Personalie

Knorr-Bremse – Wer kann Thiele und Mangold genügen?

Unternehmenszentrale Knorr-Bremse
Unternehmenszentrale Knorr-Bremse © Knorr-Bremse AG

_ In Corona ist kaum einer so präsent wie Heinz Hermann Thiele (79). Nach kurzem Abstecher in den „Ruhestand“ läuft der elffache Milliardär nun seit Wochen zu Hochform auf. Erst bei der Lufthansa, wo er als größter Einzelaktionär (15,5%) das Onboarding des Bundes für Chef-Lufthanseat Carsten Spohr zur Zitterpartie machte, und jetzt bei „seinem“ Bahn- und Nutzfahrzeugzulieferer Knorr-Bremse, wo er mit AR-Chef Klaus Mangold (77) Vorstandschef Bernd Eulitz (ex-Linde) nach nur zehn Monaten an die Luft setzt.

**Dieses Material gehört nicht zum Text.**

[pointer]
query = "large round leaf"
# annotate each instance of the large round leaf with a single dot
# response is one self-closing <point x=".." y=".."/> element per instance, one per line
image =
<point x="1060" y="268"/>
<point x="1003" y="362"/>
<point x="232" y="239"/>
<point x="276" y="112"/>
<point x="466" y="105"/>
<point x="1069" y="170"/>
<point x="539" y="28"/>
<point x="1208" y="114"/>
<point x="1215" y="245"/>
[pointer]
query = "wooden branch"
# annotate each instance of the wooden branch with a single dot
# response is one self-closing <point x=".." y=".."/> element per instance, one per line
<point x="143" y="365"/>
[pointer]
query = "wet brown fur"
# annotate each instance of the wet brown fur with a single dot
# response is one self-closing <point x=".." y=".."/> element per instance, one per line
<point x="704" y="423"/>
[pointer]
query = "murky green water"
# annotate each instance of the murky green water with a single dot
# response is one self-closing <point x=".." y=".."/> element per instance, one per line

Nun müssen die beiden alten Herren erneut auf Kandidatensuche gehen. Doch wer kann und will die Bürde unter diesen beiden wachsamen Augen-Paaren, die das MDAX-gelistete Unternehmen sehr einvernehmlich beaufsichtigen, überhaupt tragen? Patriarch Thiele, nach kurzer Pause zurück im AR, bestimmt seit 35 Jahren und hält noch 65%.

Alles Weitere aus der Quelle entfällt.